Nur ihre empfindliche Nase schützte sie, indem sie den Kopf genau zwischen den Baumstämmen hielt, hierhin fuhr die Keule des Riesen nicht.
Das Wasser um sie herum kochte, brodelte und ihr Angreifer wirbelte so viel Sand auf, dass man die Flosse vor Augen nicht mehr sah.
Auch Edwina konnte nichts mehr erkennen, aber sie wusste, der Fisch war noch da.
Da, genau zwischen ihren Füßen. Sie war außer Atem, aber noch lange nicht am Ende. Konzentriert wie ein Kendo Kämpfer nahm sie den Sonnenschirm und drehte ihn, bis seine Spitze senkrecht nach unten zeigte.
Heidi verhielt sich ganz still, ihr war schwindelig. Die weißen Bäume rechts und links von ihr waren nur verschwommene helle Schatten. Sie sah genauer hin. Da waren blaue und lila Wülste zu erkennen, sie sahen fast aus wie Adern. Adern?
Das sind keine Bäume, dachte Heidi, das sind Beine!

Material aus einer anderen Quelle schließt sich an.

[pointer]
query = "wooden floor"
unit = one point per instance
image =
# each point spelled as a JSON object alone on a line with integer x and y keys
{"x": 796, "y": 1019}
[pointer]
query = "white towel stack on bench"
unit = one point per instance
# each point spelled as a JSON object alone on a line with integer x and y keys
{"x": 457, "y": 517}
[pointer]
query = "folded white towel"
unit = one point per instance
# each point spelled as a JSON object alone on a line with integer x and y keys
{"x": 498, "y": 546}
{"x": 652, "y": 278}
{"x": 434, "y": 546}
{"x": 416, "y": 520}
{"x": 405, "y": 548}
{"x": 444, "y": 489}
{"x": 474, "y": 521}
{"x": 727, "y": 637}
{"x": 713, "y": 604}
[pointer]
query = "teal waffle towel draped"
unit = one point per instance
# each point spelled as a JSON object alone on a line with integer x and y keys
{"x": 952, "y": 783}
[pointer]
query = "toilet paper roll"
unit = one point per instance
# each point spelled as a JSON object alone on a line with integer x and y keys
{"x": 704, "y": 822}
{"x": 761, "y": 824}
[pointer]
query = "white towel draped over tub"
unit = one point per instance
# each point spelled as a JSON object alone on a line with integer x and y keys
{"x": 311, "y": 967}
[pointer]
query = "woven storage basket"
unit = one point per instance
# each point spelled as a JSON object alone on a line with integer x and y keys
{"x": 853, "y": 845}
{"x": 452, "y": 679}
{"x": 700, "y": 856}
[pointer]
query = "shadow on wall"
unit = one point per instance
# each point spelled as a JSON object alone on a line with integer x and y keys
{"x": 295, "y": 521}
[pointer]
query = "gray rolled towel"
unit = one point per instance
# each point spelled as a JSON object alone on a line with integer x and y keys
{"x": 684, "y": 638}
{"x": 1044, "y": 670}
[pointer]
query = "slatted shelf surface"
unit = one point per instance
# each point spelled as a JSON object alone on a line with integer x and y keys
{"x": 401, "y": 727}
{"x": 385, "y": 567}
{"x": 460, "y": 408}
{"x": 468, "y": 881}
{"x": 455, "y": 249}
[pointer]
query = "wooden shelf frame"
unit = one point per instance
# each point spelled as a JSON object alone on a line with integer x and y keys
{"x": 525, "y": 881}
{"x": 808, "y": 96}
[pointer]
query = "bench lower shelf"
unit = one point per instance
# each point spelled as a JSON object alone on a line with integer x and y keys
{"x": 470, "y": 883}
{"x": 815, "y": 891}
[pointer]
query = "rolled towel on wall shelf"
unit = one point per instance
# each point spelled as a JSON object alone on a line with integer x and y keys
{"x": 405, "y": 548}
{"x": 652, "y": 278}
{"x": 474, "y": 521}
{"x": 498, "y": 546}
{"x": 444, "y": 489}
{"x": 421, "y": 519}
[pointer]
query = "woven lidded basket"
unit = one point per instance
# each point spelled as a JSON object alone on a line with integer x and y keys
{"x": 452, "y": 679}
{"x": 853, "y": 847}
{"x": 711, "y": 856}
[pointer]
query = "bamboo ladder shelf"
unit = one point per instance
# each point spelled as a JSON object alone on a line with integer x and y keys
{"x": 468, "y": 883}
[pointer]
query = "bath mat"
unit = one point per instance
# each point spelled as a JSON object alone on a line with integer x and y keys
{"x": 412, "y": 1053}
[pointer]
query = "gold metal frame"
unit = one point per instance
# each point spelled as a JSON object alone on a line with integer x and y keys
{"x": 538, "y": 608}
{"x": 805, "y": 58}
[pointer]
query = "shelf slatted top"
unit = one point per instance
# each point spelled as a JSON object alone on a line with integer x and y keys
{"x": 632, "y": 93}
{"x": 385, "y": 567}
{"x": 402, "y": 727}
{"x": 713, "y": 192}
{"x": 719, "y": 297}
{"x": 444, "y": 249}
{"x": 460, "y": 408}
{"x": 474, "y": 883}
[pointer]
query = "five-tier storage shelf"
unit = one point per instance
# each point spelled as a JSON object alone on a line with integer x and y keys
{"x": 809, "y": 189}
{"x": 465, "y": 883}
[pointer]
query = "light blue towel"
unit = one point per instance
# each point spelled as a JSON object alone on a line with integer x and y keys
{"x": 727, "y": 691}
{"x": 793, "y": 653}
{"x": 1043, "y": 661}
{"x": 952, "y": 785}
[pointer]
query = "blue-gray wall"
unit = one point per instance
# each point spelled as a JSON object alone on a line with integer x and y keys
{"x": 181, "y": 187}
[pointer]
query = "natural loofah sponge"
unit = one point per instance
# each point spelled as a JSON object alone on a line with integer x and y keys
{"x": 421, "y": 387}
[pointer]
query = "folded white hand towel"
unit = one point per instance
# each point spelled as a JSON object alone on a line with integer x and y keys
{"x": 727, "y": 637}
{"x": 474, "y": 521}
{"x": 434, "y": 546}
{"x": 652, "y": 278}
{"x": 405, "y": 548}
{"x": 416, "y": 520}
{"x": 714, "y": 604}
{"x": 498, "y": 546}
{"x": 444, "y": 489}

Ich habe drei Mistkerle von Männern unter die Erde gebracht, und die waren schlimmer als du“, flüsterte Edwina, „und heute Abend“, sie erhob den Schirm zum tödlichen Stoß, “ heute Abend gibt es gegrillten Hai mit KartoffelsalAAAHHH!“
Heidi hatte ihre Zähne in den linken „Baum“ geschlagen.
Au Verdammt, er hat mich gebissen!“
Heidis Zähne steckten in einer wunderbar weichen, weißen Masse. Keine Knochen, keine Knorpel, keine Sehnen, kein Widerstand – es war ekelhaft.
Edwina riss die Arme in die Höhe, und der Sonnenschirm landete einige Meter weiter in der türkisblauen See. Die Wut über ihre viel zu kleinen Zähne ließen Heidi ihre eigentlich friedliche Gesinnung vergessen – sie setzte nach.
Ah, du elende Mißgeburt“, fluchte Edwina,“ Petronella hilf mir! Hol den Schirm – schnell.“
Das Mädchen stand am Ufer und rührte sich nicht.
Petronella, hol den verdammten Schirm. Hörst du !“
Mrs. Thompson hob ihr massiges Bein mitsamt dem Hai aus dem Wasser. Sie wollte das Untier abschütteln, aber Heidi hatte sich an ihr fest gebissen, wie ein Terrier an einem Postboten.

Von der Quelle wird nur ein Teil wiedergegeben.